It was a Flemish painting, perhaps a hundred years old, and represented a young saint, Agnes, Barbara, or Cecilia, being led out to martyrdom.
The virgin, robed in white, with fair hair, combed carefully in thin curls over her slanting shoulders, stood in the midst of a neat and flowery field, on which daisies and other little plants shone like stars.
She lifted her round and smiling face, which was freshly coloured and seemed never to have known care nor trouble, to a clear and lovely blue sky.
Behind her the executioners, elaborately clad in ruffled scarlet breeches and embroidered doublet, stood ready with rope and axe, and in the distance a hill town showed against the blue horizon with the distinctness of a toy model.
The picture fascinated Rénèe, it was so serene, so pleasant, so far removed from horror or disgust, terror or pain, that it might make a tired soul long to die that way, calm and smiling in a daisied meadow that was but one step from the paradise where a martyr's crown was already being plaited by the angels and saints.
There were martyrs now; men, women, and children as pious, as steadfast as any of the early Christians whom heathens slaughtered and to whom altars were set up all over Europe, died every day in the Netherlands. But not that way.
Rénèe knew it was not that way, the way of peace, with flowers beneath and the blue heavens above—nay, it was in the common day-time, amid the sordid surroundings of the market-place, with insults, with jeers, with flames, smoke, the shrieks of fellow-victims, the frenzied preaching of the monks, the groans of the crowd, with their ravaged homes perhaps within sight, their frantic children driven back by the soldiers, with all the details of pain and misery and dreariness, with none to comfort nor encourage—Rénèe knew that this was how the Netherlanders died—died daily by every manner of torture, by every form of terrible and horrible death.

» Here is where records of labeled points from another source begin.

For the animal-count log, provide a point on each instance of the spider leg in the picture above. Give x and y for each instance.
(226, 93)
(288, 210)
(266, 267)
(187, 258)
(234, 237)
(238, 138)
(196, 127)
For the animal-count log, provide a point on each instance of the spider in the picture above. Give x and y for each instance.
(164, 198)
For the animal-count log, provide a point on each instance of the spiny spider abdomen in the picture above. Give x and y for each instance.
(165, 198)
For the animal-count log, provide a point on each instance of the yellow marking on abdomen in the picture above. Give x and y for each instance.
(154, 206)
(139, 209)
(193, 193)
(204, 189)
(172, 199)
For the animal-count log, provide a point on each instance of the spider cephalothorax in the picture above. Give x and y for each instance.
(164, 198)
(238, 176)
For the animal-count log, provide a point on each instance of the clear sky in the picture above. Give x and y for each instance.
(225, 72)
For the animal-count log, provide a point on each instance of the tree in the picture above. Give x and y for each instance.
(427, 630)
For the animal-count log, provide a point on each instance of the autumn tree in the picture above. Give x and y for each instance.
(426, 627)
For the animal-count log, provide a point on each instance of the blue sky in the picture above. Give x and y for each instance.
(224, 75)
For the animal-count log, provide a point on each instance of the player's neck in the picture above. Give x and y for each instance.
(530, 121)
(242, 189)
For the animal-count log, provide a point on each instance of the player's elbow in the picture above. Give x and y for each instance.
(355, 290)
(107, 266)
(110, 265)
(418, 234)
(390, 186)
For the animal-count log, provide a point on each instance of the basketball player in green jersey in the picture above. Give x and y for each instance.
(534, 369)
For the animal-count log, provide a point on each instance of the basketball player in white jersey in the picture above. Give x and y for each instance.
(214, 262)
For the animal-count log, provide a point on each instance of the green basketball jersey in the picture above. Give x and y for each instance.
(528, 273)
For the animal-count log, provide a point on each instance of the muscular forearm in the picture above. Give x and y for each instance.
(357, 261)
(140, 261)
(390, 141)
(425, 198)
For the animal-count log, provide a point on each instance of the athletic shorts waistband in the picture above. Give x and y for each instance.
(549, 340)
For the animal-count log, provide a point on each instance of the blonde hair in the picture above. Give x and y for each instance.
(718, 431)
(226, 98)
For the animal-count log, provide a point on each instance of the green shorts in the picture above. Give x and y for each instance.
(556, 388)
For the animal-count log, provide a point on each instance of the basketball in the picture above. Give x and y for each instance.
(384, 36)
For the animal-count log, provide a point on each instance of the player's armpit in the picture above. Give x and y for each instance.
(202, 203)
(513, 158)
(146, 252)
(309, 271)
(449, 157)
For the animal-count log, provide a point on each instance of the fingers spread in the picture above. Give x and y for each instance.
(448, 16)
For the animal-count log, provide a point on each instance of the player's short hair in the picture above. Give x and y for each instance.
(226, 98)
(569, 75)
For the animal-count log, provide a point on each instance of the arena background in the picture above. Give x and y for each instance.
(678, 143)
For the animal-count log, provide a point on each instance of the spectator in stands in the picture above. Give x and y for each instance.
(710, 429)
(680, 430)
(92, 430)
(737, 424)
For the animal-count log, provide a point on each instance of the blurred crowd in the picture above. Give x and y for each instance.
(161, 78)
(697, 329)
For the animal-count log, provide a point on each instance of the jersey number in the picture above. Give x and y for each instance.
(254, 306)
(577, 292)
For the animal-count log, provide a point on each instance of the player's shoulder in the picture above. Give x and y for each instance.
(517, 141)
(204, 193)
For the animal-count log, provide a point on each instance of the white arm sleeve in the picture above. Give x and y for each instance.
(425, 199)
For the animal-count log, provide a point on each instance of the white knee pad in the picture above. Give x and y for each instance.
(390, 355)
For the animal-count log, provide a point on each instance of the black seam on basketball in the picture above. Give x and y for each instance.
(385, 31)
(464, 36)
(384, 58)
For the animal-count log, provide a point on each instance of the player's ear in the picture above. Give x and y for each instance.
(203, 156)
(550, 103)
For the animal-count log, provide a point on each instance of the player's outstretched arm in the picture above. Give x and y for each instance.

There were some who were never seen in the market-place nor on the public gallows; these were they who were thrown into the prisons of the Holy Inquisition, and never more came forth from the dark only lit by the glare of the torture fires, or the silence broken only by groans of mortal agony and the calm adjurations of the monks.
Rénèe turned her eyes away from the picture. "It was never like that," she said to herself; "it lies—and who can tell that the heavens opened to receive them, and the saints crowded to welcome them? Who can tell? Who has seen it?"
She gazed into the Prince's garden, but the fairness of it brought no peace to her heart.